Community resources affect prevalence of type 2 diabetes

Individuals who live in neighborhoods that offer greater resources to physical activity are less likely to develop type 2 diabetes, according to recently published data in JAMA Internal Medicine.

The data also suggested an association, albeit a smaller one, between healthier diets and rates of type 2 diabetes.

“Long-term exposure to residential environments with greater resources to support physical activity and, to a lesser extent, healthy diets, was associated with a lower incidence of [type 2 diabetes mellitus], although results varied by measurement method. Modifying neighborhood environments may represent a complementary, population-based approach to prevention of [type 2 diabetes mellitus],” the researchers wrote.

Researchers evaluated data from the Multi-Ethnic Study of Atherosclerosis to assess the link between type 2 diabetes and long-term neighborhood physical and social environmental exposures.

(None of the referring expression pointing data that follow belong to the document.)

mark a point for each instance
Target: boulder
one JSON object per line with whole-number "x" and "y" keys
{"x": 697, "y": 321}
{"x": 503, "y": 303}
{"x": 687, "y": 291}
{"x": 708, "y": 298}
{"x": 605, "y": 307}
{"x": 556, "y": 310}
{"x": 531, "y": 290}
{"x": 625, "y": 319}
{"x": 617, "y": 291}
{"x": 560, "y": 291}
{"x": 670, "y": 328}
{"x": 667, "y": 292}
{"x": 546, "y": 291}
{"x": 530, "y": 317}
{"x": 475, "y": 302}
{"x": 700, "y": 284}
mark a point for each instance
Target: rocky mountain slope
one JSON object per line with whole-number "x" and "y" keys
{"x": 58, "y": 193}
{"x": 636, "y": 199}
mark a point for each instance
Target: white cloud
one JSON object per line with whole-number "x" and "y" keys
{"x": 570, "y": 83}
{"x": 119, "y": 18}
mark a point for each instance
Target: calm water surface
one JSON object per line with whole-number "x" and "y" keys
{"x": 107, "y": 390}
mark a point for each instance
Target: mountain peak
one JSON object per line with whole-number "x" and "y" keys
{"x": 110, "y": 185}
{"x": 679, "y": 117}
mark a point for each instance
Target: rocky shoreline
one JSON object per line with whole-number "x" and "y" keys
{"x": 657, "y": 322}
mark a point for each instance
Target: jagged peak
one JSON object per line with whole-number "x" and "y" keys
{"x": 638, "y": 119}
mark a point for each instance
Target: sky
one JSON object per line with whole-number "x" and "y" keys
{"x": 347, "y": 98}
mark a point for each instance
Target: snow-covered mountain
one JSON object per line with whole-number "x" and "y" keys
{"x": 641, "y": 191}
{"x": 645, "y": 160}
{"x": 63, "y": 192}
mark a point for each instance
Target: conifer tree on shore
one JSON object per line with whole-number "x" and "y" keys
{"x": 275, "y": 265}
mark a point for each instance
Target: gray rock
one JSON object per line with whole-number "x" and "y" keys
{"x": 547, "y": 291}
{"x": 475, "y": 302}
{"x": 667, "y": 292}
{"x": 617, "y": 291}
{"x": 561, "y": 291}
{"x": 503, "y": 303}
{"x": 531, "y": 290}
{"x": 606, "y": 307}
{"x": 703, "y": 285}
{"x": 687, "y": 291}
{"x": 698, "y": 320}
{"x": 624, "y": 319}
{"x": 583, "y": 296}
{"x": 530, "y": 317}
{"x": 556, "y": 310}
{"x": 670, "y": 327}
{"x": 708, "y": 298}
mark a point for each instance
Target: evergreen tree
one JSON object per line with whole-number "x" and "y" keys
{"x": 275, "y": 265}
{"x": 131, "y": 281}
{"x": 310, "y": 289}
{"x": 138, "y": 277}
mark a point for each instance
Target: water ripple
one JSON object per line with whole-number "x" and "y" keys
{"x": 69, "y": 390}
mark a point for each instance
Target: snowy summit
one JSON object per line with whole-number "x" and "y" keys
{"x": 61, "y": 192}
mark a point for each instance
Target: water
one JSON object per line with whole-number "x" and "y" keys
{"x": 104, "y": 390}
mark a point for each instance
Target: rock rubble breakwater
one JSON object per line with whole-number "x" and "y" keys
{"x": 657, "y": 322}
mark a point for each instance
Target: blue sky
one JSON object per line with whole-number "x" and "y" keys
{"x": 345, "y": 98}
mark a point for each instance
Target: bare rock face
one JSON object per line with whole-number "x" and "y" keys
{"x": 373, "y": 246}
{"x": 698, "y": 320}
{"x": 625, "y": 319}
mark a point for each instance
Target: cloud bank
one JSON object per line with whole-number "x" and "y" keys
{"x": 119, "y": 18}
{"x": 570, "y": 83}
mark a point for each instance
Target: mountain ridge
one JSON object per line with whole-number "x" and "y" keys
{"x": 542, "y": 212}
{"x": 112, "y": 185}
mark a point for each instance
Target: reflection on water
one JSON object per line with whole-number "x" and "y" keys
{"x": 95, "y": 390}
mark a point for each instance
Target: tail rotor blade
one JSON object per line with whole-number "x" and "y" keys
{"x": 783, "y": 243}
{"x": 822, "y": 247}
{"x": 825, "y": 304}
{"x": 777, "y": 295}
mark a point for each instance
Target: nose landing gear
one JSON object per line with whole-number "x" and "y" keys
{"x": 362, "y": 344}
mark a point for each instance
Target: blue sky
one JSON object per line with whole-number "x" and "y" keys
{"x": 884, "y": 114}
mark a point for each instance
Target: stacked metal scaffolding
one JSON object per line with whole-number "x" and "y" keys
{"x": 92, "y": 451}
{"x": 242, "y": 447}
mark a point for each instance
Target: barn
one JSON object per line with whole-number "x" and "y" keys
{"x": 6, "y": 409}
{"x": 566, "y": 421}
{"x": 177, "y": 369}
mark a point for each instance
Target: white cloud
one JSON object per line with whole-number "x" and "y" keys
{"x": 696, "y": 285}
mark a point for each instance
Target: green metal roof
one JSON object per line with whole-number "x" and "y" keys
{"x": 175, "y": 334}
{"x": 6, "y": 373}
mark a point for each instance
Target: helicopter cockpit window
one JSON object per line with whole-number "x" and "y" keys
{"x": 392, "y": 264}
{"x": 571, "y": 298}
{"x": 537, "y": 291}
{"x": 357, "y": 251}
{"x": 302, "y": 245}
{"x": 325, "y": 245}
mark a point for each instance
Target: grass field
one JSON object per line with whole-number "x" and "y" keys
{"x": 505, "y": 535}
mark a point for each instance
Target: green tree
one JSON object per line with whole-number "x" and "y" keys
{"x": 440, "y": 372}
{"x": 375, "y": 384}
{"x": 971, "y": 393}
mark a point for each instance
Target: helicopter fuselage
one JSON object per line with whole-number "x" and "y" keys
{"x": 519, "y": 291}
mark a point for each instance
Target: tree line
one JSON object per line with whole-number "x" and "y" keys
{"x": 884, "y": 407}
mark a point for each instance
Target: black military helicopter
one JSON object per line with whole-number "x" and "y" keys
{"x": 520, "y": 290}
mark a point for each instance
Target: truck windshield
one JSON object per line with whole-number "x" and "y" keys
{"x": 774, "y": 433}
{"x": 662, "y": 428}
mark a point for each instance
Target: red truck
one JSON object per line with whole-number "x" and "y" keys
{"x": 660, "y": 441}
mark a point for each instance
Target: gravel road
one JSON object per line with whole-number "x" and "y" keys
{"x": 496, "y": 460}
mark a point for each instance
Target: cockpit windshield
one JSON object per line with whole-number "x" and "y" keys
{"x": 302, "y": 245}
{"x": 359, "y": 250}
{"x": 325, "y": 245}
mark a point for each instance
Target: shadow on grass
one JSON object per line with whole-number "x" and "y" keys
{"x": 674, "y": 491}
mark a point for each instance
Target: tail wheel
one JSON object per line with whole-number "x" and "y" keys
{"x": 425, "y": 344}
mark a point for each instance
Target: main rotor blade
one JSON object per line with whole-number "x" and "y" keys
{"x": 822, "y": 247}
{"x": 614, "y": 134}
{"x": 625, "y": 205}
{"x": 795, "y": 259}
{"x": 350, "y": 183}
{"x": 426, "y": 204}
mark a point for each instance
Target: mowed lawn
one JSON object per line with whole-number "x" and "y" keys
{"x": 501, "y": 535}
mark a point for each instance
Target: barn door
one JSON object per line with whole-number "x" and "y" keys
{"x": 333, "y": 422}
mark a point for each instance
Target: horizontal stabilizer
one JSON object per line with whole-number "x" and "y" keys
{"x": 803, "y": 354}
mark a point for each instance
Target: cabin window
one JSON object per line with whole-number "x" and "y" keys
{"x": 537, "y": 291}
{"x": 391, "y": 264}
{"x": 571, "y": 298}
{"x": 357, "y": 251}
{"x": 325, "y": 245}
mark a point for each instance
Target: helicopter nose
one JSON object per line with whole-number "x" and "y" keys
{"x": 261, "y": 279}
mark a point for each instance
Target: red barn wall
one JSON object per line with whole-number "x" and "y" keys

Physical activity resources included commercial recreational establishments, such as indoor conditioning facilities, centers for dance, golf, bowling, team and racquet sports, and water activities. Access to food options included geographic distance to stores more likely to sell a selection of healthy foods.

All participants (n = 5,124) were free of type 2 diabetes at baseline, and underwent five clinical evaluations during the study period, July 17, 2000 to February 4, 2012. 

Results demonstrated that 12% of participants developed type 2 diabetes during a median follow up of 8.9 years. Those who developed type 2 diabetes were more likely to be black or Hispanic, have a lower-household income, have less education, unhealthy diets, be less likely to exercise, have a higher BMI, and have family history of type 2 diabetes.

Generally, a high association between race and physical activity resources was found, with ethnic minorities being significantly more likely to live in areas that had fewer resources.

After adjusting for age, sex, income, education, race and alcohol and tobacco use, results indicated that participants living in neighborhoods with more physical activity resources were 21% (95% CI, 0.71-0.88) less likely to develop type 2 diabetes. Additionally, participants with access to healthier food choices were 12% (95% CI, 0.79-0.98) less likely to develop type 2 diabetes.

“Our results suggest that modifying specific features of neighborhood environments, including increasing the availability of health foods and [physical activity] resources, may help to mitigate the risk for [type 2 diabetes mellitus], although additional intervention studies with measures of multiple neighborhood features are needed. Such approaches may be especially important for addressing disparities in [type 2 diabetes mellitus] given the concentration of low-income and minority populations in neighborhoods with fewer health-promoting resources,” the researchers concluded.

In an accompanying editorial, Nancy E. Adler, PhD, and Aric A. Prather, PhD, of the Center for Health and Community, University of California, San Francisco, noted that to combat the rising rates of type 2 diabetes, partnerships between health care systems and public health and city planners must be made. These collaborations would take into account biological, psychosocial and demographic characteristics of neighborhood populations, to ensure incidences of type 2 diabetes are decreasing.

“In sum, the findings by Christine et al point to the impact of perceived neighborhood resources. Having markets and recreational facilities located nearby may be necessary but not sufficient to enable health behaviors. In brief, the risk for [type 2 diabetes mellitus] is a combination of both person and place, and our national strategies need to understand and intervene across these levels,” Adler and Prather wrote. – by Casey Hower

Disclosure: The researchers report no relevant financial disclosures.